The next Web Revolution is on its way
Ben Galbraith gave the keynote speech this morning to open a conference that discusses different topics around Ajax and what is believed to be the next revolution in the web. ECMAScript5 brings several big changes and opens up new opportunities. Besides ECMAScript5 there are many existing technologies that already open several doors for the next Application Revolution:
- Canvas: Enables a richer user experience in the browser bringing web applications closer to native applications. Check out some of the stuff at http://ajax.org (click on 3D charts)
- Web Workers: In case you miss background threads – Web Workers bring back the ability to process work in the background – decoupled from the main UI thread. Having the ability to outsource work to a different thread will avoid unresponsive web pages and improves the overall end user satisfaction. Over are the times where web applications stuck – users hitting the refresh button or restarted the browser in the hope of solving an unresponsive application.
- Desktop Integrations: Appcelerator provides the ability to take web technology to the desktop or to your mobile device. Write once – run everywhere – a promise that we have heard many times. There are other technologies out there that enable Web to be the next Platform technology. Besides Appcelarator we find Fluid, Mozilla Prism, Adobe AIR, Google Gears or PhoneGap that bring web technology on any device – running it like a native application.
Higher expectations on web performance
How do you address the next web revolution?
Some believe the next revolution is already here – some believe that the next HTML standard will bring it. What is your take on it? Are you playing with new technologies? What are the good and the bad things you have seen?

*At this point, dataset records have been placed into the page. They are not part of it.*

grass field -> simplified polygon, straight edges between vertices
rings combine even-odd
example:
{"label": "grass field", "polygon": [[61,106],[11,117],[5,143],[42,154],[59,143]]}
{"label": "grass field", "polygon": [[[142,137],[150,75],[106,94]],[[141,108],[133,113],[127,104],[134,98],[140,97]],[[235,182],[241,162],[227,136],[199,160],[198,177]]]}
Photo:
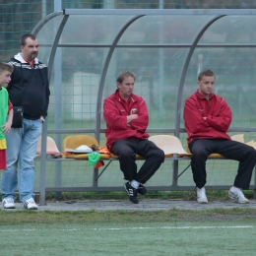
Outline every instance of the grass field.
{"label": "grass field", "polygon": [[0,211],[0,255],[254,255],[256,210]]}

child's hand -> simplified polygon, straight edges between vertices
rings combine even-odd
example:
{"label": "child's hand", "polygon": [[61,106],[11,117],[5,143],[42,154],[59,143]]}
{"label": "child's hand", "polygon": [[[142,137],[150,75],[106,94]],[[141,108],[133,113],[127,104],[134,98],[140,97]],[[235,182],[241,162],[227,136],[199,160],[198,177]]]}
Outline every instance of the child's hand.
{"label": "child's hand", "polygon": [[8,134],[10,132],[12,122],[7,121],[3,126],[3,133]]}

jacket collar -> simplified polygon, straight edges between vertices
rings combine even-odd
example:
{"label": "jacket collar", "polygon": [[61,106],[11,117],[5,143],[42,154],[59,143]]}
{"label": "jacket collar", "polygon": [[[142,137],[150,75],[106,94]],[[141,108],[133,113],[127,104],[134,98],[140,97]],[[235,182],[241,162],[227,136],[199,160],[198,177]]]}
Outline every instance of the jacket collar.
{"label": "jacket collar", "polygon": [[[16,54],[14,56],[14,58],[16,60],[20,61],[21,63],[24,63],[24,64],[28,63],[26,60],[24,60],[24,58],[22,56],[22,52],[19,52],[18,54]],[[38,62],[39,62],[37,58],[35,58],[34,61],[35,61],[34,64],[38,64]]]}

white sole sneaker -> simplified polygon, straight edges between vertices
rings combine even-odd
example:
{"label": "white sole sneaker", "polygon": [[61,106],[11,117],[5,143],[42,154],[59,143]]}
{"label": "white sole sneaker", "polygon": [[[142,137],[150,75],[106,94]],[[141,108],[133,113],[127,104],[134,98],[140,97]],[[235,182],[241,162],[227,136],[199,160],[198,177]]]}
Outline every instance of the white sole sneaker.
{"label": "white sole sneaker", "polygon": [[228,191],[228,197],[239,204],[247,204],[250,201],[243,195],[242,191]]}
{"label": "white sole sneaker", "polygon": [[34,203],[33,199],[32,198],[30,198],[28,200],[25,200],[23,203],[22,203],[23,207],[25,209],[29,209],[29,210],[37,210],[38,207],[37,205]]}
{"label": "white sole sneaker", "polygon": [[5,198],[2,201],[2,206],[4,209],[15,209],[15,203],[13,198]]}

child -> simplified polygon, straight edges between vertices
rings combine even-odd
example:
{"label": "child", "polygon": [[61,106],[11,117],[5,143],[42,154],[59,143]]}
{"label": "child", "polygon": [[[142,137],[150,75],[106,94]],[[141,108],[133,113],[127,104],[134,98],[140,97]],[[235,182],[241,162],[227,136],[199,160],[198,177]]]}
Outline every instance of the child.
{"label": "child", "polygon": [[13,69],[12,66],[0,62],[0,169],[6,168],[5,135],[9,133],[13,123],[13,105],[9,100],[8,92],[6,90],[6,87],[11,81]]}

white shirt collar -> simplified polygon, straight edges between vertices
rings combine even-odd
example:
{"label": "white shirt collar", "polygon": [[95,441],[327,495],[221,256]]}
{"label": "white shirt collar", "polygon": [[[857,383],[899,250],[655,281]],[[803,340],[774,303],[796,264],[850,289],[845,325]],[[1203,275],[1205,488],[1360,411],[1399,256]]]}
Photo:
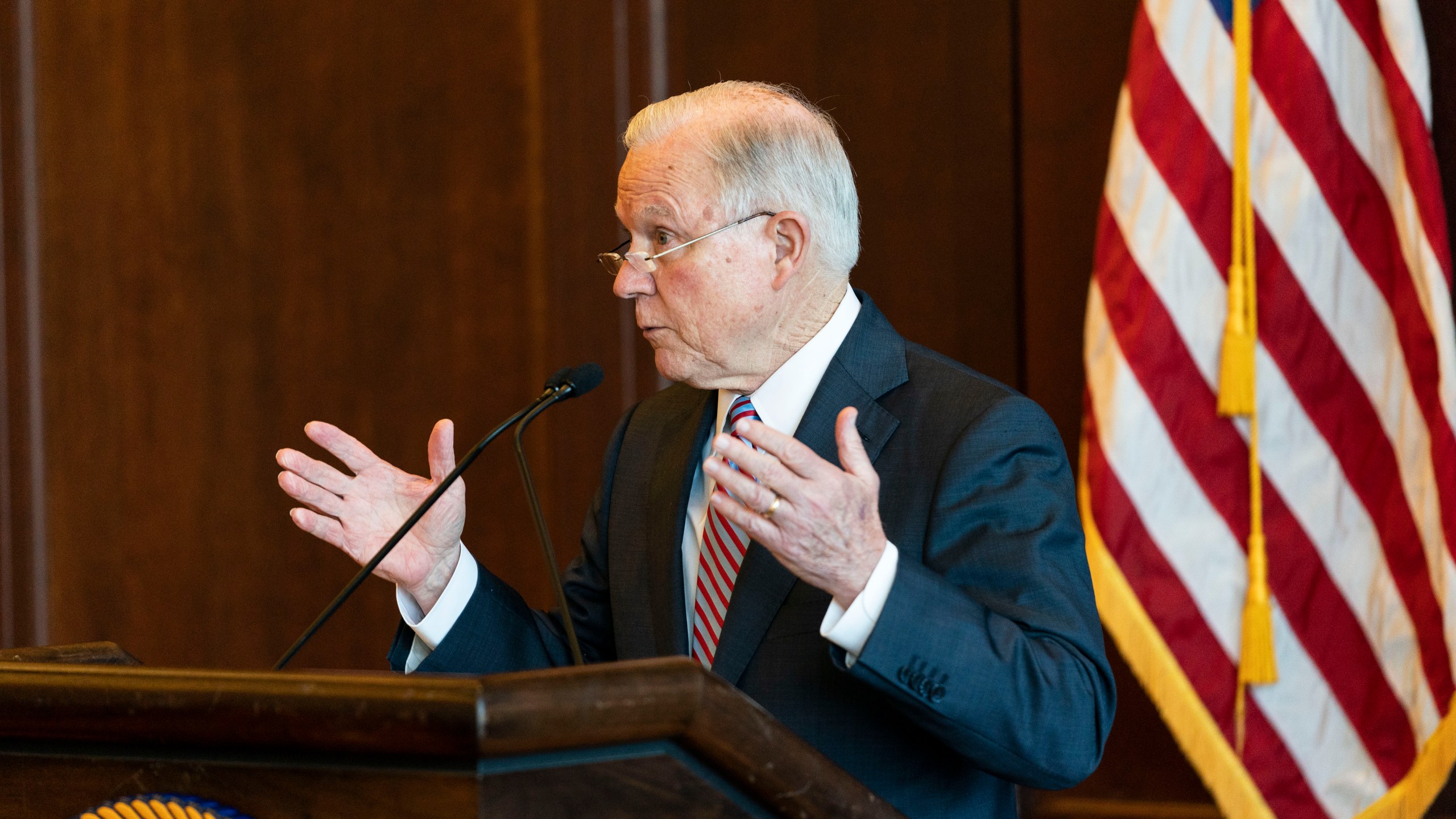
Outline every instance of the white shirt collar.
{"label": "white shirt collar", "polygon": [[[859,299],[855,296],[855,290],[846,284],[844,297],[840,299],[828,324],[821,326],[808,344],[791,356],[750,396],[753,408],[759,411],[759,418],[764,424],[786,436],[792,436],[799,428],[804,411],[810,408],[810,399],[814,398],[814,391],[824,379],[824,370],[834,360],[834,353],[844,342],[844,337],[855,326],[858,316]],[[724,418],[728,417],[728,408],[737,398],[737,392],[718,391],[718,427],[715,428],[724,428]]]}

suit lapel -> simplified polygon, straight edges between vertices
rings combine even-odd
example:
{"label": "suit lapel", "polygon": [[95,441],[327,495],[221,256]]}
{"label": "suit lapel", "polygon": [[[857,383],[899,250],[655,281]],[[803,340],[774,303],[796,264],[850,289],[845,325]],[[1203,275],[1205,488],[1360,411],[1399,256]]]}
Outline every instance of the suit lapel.
{"label": "suit lapel", "polygon": [[[658,450],[658,465],[646,487],[648,593],[652,596],[652,632],[657,654],[687,653],[687,608],[683,590],[683,525],[693,490],[697,459],[718,417],[718,393],[700,391],[700,399],[674,424]],[[671,509],[673,514],[652,510]]]}
{"label": "suit lapel", "polygon": [[[824,379],[820,380],[794,434],[836,466],[839,466],[839,444],[834,442],[834,421],[840,410],[844,407],[859,410],[856,427],[865,443],[865,452],[875,461],[900,426],[900,421],[875,399],[909,377],[904,340],[868,296],[856,293],[862,303],[859,318],[824,370]],[[692,475],[687,479],[692,481]],[[731,683],[738,682],[796,580],[761,544],[757,541],[748,544],[743,568],[734,583],[732,599],[728,600],[728,616],[724,618],[724,628],[718,637],[713,673]]]}

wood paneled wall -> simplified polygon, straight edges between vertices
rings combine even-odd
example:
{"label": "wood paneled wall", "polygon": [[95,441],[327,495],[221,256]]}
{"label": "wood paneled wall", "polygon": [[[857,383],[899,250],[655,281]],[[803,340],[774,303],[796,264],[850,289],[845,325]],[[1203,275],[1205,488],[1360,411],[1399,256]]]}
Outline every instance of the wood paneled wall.
{"label": "wood paneled wall", "polygon": [[[661,386],[593,259],[620,236],[617,134],[719,79],[792,83],[836,117],[855,284],[1041,402],[1075,455],[1134,4],[0,1],[0,644],[266,666],[354,570],[275,484],[306,421],[422,471],[437,418],[463,450],[597,360],[604,385],[530,436],[569,560],[619,412]],[[1452,7],[1423,0],[1446,168]],[[466,544],[546,605],[507,447],[467,484]],[[300,665],[383,667],[395,618],[370,581]],[[1118,675],[1077,794],[1207,803]]]}
{"label": "wood paneled wall", "polygon": [[[354,570],[274,481],[306,421],[422,471],[434,420],[463,449],[561,363],[617,351],[593,261],[614,235],[613,80],[591,70],[612,64],[612,7],[6,7],[19,70],[0,76],[33,96],[4,101],[0,138],[7,640],[265,666]],[[31,211],[33,236],[13,219]],[[20,395],[44,410],[33,449]],[[568,552],[622,401],[609,382],[533,428]],[[469,494],[467,544],[545,602],[505,447]],[[300,663],[380,667],[395,618],[371,581]]]}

My recent feedback with our customers showed that similar problems that we address on serverside application performance issues also apply to the new browser world. Frameworks that are not used correctly lead to performance problems. Too many network roundtrips to the server, blocked UI threads or too many unnecessary object allocations lead to bad end user experience. Moving back to the client (browser) might not be a bad thing – but - assuming that we get better overall performance by leveraging the client resources is just an assumption. It has to be done right in order to revolutionize the web again.